Over the summer, SCI FI Wire reported that Kevin Reilly, president
of entertainment for the Fox network, said he would leave Whedon alone
after Dollhouse's rocky first season. It turns out stand-alone
episodes did not make the show more accessible, and once Whedon started
exploring the story, the fans clamored for more. (Possible spoilers
ahead!)


In
the second-season premiere, Whedon furthers the mythology of Echo
(Eliza Dushku) and the Dollhouse by showing her cycle through different
imprints over the course of an engagement. In the climax, Paul Ballard
(Tahmoh Penikett) hits Echo to trigger an imprint that will give her
the fighting skills to escape a desperate situation. Later this season,
Whedon regulars Alexis Denisof and Summer Glau will join the cast.

Two days after his Emmy win for Dr. Horrible's Sing-Along Blog, Whedon attended Fox's annual Fall eco-party to support Dollhouse. The following Q&A features edited excerpts of our exclusive interview with Whedon in West Hollywood, Calif. Dollhouse returns Sept. 25 and will air on Fridays at 9 p.m. ET/PT.

Congratulations on your Emmy win for Dr. Horrible.

Whedon: Thank you very much.

Does this affect anything for getting a sequel going?

Whedon: Well, I would like to think that it does, but
actually we've been working on one. We've been working on writing. The
writers, we all have jobs, I'm happy to say.

Last we talked, you were considering doing the sequel as a feature film. Does becoming "The Emmy-winning Dr. Horrible" change things?

Whedon: Well, the Emmy-winning Dr. Horrible was never
on TV. If we were on TV, maybe we would've won an Oscar. If we're in
theaters, we can win a Tony. It's very confusing. We don't understand.



Is all forgiven for the "Once More With Feeling" snub [the musical episode of Whedon's Buffy the Vampire Slayer]?

Whedon: You know, I didn't realize that was a snub. Awards
are what they are. It's extraordinary to have won it, and we're very
grateful, but it's not like we were trolling for it.

How does it feel to be left alone on Dollhouse?

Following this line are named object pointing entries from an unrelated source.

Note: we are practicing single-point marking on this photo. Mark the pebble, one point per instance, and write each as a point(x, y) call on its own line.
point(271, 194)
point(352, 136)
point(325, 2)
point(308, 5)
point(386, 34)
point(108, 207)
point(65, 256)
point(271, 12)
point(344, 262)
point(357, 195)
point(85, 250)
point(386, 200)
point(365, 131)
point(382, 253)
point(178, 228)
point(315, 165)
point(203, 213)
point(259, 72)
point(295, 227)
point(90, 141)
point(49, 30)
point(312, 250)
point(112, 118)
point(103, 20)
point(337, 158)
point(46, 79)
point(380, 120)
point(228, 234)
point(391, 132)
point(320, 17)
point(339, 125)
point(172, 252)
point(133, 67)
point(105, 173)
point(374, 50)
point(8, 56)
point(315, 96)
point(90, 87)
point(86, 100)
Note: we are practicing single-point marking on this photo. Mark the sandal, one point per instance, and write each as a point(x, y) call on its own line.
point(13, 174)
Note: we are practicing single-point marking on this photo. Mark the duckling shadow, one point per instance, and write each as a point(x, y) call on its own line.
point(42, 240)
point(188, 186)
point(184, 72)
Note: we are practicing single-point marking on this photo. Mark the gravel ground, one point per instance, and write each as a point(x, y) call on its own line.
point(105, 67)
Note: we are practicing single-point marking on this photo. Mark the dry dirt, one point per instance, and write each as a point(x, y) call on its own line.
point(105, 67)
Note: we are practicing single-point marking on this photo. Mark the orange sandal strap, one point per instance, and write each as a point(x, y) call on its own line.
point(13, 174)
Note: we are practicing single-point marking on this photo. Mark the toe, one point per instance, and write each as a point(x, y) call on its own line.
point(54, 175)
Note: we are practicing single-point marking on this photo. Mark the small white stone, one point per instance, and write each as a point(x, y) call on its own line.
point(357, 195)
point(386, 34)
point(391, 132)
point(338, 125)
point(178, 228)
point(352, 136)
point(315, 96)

Whedon: I'm afraid and I want Kevin to come back and hold me.
The fact is, we definitely feel more centered about what we're doing.
That doesn't mean that we're doing it completely in a vacuum. We still
get notes, and sometimes they're enormously helpful, because that's
what a collaboration is supposed to be like. The problem with last year
was there was a question about what the show was. That doesn't exist
anymore.

Now we go episode by episode, but what are we trying to accomplish?
So it's still a collaboration, but in terms of "Oh, let's try and mold
this show to what we thought it was going to be," that's over. So in
that sense, yes, they have left us alone.

Paul
(Tahmoh Penikett, right) and Echo (Eliza Dushku) fight over her new
husband (guest star Jamie Bamber, left) in the season premiere "Vows,"
airing Sept. 25.


Did you have reservations about doing a scene where Paul really hits Echo?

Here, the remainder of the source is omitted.